Chris: Exactly, it’s not a defining factor. Obviously it impacts you, but it’s not a defining factor. Especially for this one when I’d wake up in the morning and they’d say, “Right, I’m here to take bloods.” And it’s 8 o’clock, and I’m supposed to sleep until 9, please? They come in, they’re taking bloods and it hurts every single time. Sometimes they’re poking in the wrong places. And you just get down. ‘Why me’ is what you’re always asking … why me? And your friends just see you as this all-encompassing great person. They must think you’re great if they’re there!
You draw positives from them being positive.
They may be looking at you and saying, “We’re so sad seeing you like this.” But I say, “I don’t want you to be sad for me because I’m not sad for you right now. I’m happy. I’m happy that you’re here.” I start to tell my body to be whatever it needs to be.
Lauren: I think that’s really beautifully said. Any last words for our listeners tuning in learning about sickle cell today, Chris?
Chris: Donate blood.
Lauren: Donate.

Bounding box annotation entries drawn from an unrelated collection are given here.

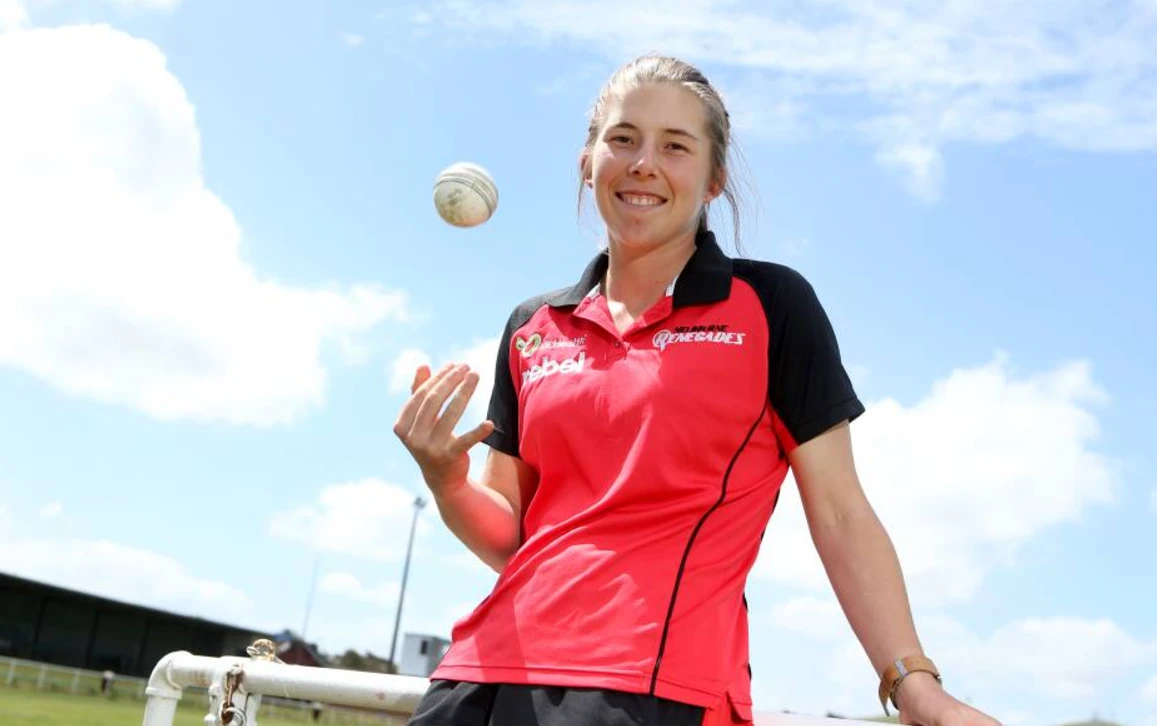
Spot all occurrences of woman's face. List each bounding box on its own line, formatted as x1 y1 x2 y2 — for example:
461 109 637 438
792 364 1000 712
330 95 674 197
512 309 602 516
585 83 720 254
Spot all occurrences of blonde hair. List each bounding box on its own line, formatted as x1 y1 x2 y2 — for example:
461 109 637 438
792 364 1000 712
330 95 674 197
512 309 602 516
579 54 739 249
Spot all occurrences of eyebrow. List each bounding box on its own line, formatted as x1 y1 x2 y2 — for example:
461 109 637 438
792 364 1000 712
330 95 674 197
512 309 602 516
607 122 699 141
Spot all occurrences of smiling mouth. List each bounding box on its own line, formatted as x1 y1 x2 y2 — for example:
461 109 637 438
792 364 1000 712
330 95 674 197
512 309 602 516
614 191 666 210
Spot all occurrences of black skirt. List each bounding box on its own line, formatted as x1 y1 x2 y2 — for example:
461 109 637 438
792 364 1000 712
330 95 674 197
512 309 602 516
408 681 705 726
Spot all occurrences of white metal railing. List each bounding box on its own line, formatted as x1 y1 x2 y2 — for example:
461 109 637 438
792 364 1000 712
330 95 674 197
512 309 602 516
142 651 429 726
142 651 869 726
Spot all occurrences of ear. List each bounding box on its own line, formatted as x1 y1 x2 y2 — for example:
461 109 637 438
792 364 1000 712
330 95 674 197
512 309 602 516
703 169 727 204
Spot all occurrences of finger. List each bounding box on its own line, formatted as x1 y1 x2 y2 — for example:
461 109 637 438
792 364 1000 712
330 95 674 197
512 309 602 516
393 364 454 439
410 365 430 394
454 420 494 453
432 371 478 439
414 366 466 431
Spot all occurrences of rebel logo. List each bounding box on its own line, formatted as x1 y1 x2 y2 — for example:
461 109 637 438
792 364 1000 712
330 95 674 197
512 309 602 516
522 352 587 383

Especially if you’re in the Afro-Caribbean community, donate.
Chris: Afro-Caribbean, any community. There’s this thing…what can I do that’s charitable?
Lauren: And this costs you nothing and it doesn’t take long, and you usually get a cookie!
Chris: Yeah, cookie, and everyone gets a bit of squash! It’s 15 minutes and they vet you extensively beforehand. When you get there, they plug you in, and they’ve checked you, and they say, “Make a fist,” and it’s just 15 minutes up. You can be on your phone, you can watch movies, you can nap if you want — and then you’re good to go.
Lauren: And you can legitimately save a life. You can really contribute to people’s wellness that way.
Chris: I took nine units in total, which is nine people donating blood when I was in hospital. Just think that if there weren’t people donating blood as frequently as they are, then I wouldn’t be able to receive that blood. And God knows what would have happened … I’m not going to even think about that. That’s the worst case scenario.
For people who want to donate to charity, just donate blood. It’s free.
Lauren: Absolutely, and you can really change a life. Well Chris, thank you so much for being on the show today. It’s been so awesome talking to you, and I hope that when I’m next in London, we can hang out. And when you’re over in LA, you better let me know!
Chris: Absolutely. When you’re in London, shoot me an email, give me a shout. I know all the cool spots if you’re into tech and games, drinking.
Lauren: Sure. Mostly the drinking!
Chris: Everyone loves a good drink. I know all the great underground places.
Lauren: I learned how to drink in the UK. I’ve forgotten a little bit, but I learned how.
Chris: I shouldn’t be advocating drinking because I have sickle cell!
Lauren: Livin’ your life! Well, thank you so much. It’s so great to meet you, and I’m really excited to watch The Sound of Sickle continue to grow and do great things.
Chris: Thank you very much. I appreciate it. It has actually been a joy speaking to you.